Take note of what’s working, what needs fixing, and what the data says about your work.

For example, from time tracking, I noticed it takes four pomodoros to research and write the first draft of an article. It takes another four to complete a fully optimized article. That’s eight pomodoros. That sums to 8*30= 270 minutes or 4.5 hours. So if my work rate is $300/hr, I’d charge $1,350 for an optimized article.

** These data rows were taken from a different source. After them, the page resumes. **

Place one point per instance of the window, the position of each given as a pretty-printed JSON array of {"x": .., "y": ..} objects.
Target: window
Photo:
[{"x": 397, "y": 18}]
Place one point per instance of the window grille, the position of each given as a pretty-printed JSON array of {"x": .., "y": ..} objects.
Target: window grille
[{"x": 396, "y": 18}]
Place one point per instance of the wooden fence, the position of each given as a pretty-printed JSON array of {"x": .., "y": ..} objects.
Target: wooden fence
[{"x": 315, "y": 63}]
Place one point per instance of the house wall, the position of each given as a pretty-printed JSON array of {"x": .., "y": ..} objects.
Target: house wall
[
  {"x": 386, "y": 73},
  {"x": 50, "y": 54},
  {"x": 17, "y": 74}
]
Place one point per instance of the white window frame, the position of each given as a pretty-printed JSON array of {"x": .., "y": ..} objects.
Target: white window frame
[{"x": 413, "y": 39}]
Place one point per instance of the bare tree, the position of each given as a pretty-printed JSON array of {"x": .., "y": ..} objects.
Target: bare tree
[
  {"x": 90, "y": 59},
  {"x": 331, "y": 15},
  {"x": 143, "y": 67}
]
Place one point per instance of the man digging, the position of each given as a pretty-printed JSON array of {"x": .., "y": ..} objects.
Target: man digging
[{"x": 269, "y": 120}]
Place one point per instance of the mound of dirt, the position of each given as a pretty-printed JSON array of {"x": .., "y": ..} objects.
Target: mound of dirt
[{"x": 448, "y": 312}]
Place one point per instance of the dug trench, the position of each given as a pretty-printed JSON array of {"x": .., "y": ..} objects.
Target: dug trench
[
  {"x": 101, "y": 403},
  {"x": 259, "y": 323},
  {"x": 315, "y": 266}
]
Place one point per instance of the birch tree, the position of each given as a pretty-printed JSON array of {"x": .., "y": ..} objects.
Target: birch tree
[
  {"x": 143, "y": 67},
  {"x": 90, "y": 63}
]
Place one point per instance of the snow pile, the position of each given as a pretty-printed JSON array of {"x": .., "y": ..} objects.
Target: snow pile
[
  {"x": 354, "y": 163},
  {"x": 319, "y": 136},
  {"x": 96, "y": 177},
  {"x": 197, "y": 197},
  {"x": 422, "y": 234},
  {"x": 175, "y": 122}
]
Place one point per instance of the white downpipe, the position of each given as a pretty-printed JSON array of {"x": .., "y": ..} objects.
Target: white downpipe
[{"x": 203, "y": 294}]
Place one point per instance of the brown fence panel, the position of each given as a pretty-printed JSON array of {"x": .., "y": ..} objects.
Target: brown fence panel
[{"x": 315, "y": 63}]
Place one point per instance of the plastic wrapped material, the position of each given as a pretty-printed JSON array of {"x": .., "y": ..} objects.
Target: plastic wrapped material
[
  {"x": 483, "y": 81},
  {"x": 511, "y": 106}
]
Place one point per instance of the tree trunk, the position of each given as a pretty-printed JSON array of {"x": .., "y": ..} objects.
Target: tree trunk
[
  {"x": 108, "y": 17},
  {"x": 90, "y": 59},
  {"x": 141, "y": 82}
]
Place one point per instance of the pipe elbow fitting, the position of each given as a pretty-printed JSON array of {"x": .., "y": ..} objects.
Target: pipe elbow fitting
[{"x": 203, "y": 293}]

That’s an example of how to use information from time tracking.

Make changes

See bad patterns? fix it. Improve your sleeping habits. Be conscious of tendencies that waste time.

Prone to tiredness around 2 pm? Do your most important tasks in the morning.

The more you implement, the better you’ll be.

You can re-track the changes you’ve implemented to see how much progress you’re making.

However, note that change takes time and determination.

You won’t suddenly start waking up at 6 am, when your usual wake-up time is 8 am simply because you say it. You might in the first few days, but habit will replace wishes.

Implement smaller fixes instead. Set an alarm for 7:30 am, instead of a sudden leap to 6 am. Track that for a given period. If you’re still not good, figure out why, make changes. Improve. That’s how you get better.

Be patient with yourself, but make progress. Time tracking provides the incentive and data to keep you going.